Des rapports internes commandités par l’OTAN suggèrent que cette divulgation ne fait qu’effleurer la surface d’une vague de nouvelles techniques de guerre non conventionnelles que les armées occidentales emploient dans le monde entier.
Le Canada accueille le “Défi innovation de l’OTAN” sur la guerre cognitive
Deux fois par an, l’OTAN organise un événement de type “pitch” qu’elle qualifie de “défi de l’innovation”. Ces campagnes – l’une organisée au printemps et l’autre à l’automne par les États membres en alternance – font appel à des entreprises privées, des organisations et des chercheurs pour aider à mettre au point de nouvelles tactiques et technologies pour l’alliance militaire.
Les défis de type “chars à requins” reflètent l’influence prédominante de l’idéologie néolibérale au sein de l’OTAN, les participants mobilisant le libre marché, les partenariats public-privé et la promesse de prix en espèces pour faire avancer le programme du complexe militaro-industriel.
“La guerre cognitive cherche à modifier non seulement ce que les gens pensent, mais aussi leur façon d’agir“, a fait savoir le gouvernement canadien dans sa déclaration officielle sur ce défi. “Les attaques contre le domaine cognitif impliquent l’intégration de capacités de cybernétique, de désinformation, de psychologie et d’ingénierie sociale.”
Le communiqué de presse poursuit :
“La guerre cognitive positionne l’esprit comme un espace de combat et un domaine contesté. Son objectif est de semer la dissonance, de susciter des récits contradictoires, de polariser l’opinion et de radicaliser les groupes. La guerre cognitive peut inciter les gens à agir d’une manière qui peut perturber ou fragmenter une société autrement cohésive.”
Des responsables militaires canadiens soutenus par l’OTAN discutent de la guerre cognitive lors d’une table ronde
Un groupe de défense appelé NATO Association of Canada s’est mobilisé pour soutenir ce défi de l’innovation, en travaillant en étroite collaboration avec les entrepreneurs militaires pour inciter le secteur privé à investir dans de nouvelles recherches au nom de l’OTAN – et de ses propres résultats.
La table ronde était supervisée par Robert Baines, président de la NATO Association of Canada.

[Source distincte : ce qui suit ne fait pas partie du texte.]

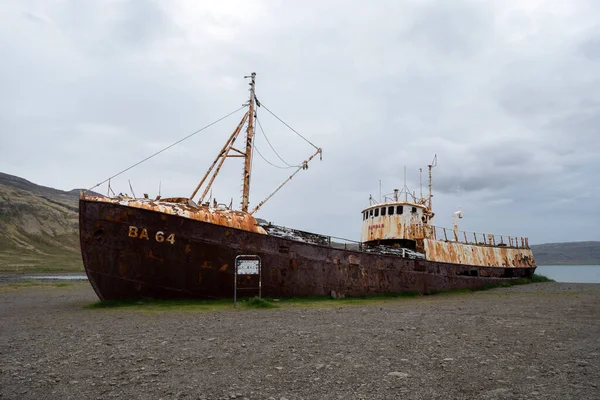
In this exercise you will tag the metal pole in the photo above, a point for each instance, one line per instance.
(235, 283)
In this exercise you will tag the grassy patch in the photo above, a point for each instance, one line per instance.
(32, 284)
(157, 304)
(258, 302)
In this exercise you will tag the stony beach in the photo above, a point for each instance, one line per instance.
(537, 341)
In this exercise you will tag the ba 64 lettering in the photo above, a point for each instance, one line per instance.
(142, 234)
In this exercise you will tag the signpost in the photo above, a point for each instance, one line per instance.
(246, 265)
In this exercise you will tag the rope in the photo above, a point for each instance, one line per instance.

Elle était animée par Garrick Ngai, un responsable du marketing dans l’industrie de l’armement qui est conseiller auprès du ministère canadien de la Défense nationale et vice-président et directeur du NAOC.

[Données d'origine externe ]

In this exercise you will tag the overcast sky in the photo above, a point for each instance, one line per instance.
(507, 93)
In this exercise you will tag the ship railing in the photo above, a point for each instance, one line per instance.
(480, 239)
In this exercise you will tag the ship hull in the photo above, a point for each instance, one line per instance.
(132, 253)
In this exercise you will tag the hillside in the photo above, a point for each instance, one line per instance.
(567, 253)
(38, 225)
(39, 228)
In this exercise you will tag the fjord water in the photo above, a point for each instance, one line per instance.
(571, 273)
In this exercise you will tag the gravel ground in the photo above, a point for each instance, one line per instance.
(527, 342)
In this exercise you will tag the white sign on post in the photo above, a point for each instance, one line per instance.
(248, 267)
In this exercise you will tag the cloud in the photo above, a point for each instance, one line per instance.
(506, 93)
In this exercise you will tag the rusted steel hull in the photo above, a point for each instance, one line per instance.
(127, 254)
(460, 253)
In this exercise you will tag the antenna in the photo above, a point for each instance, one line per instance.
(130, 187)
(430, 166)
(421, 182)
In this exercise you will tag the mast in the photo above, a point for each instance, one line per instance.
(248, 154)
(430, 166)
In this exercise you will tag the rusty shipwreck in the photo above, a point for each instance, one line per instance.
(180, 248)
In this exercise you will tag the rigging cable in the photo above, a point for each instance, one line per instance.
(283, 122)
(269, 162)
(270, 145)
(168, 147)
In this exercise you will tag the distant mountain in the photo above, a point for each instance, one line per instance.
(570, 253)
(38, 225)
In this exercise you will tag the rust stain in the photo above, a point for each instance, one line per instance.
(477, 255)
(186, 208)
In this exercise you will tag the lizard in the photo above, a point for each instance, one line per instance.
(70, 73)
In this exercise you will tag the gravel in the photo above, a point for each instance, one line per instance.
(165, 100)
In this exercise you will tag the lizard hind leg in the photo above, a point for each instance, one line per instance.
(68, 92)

Baines a ouvert l’événement en indiquant que les participants discuteraient de “la guerre cognitive et du nouveau domaine de compétition, où les acteurs étatiques et non étatiques visent à influencer ce que les gens pensent et comment ils agissent”.
Le président du NAOC s’est également réjoui des “opportunités lucratives pour les entreprises canadiennes” que promet ce défi d’innovation de l’OTAN.

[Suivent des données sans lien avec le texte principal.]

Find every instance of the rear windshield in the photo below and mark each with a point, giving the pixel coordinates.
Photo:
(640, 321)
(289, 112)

Un chercheur de l’OTAN décrit la guerre cognitive comme “un moyen de nuire au cerveau”.
La table ronde du 5 octobre a débuté avec François du Cluzel, un ancien officier militaire français qui, en 2013, a contribué à la création du NATO Innovation Hub (iHub), qu’il dirige depuis lors depuis sa base de Norfolk, en Virginie.
Bien que l’iHub insiste sur son site web, pour des raisons juridiques, sur le fait que les “opinions exprimées sur cette plateforme ne constituent pas des points de vue de l’OTAN ou de toute autre organisation”, l’organisation est parrainée par l’Allied Command Transformation (ACT), décrit comme “l’un des deux commandements stratégiques à la tête de la structure de commandement militaire de l’OTAN”.
L’Innovation Hub agit donc comme une sorte de centre de recherche ou de groupe de réflexion interne à l’OTAN. Ses recherches ne constituent pas nécessairement une politique officielle de l’OTAN, mais elles sont directement soutenues et supervisées par l’OTAN.
En 2020, le Supreme Allied Commander Transformation (SACT) de l’OTAN a chargé Du Cluzel, en tant que responsable de l’iHub, de mener une étude de six mois sur la guerre cognitive.
Du Cluzel a résumé ses recherches lors de la table ronde d’octobre dernier. Il a commencé ses remarques en notant que la guerre cognitive “est actuellement l’un des sujets les plus chauds pour l’OTAN” et “est devenue un terme récurrent dans la terminologie militaire ces dernières années.”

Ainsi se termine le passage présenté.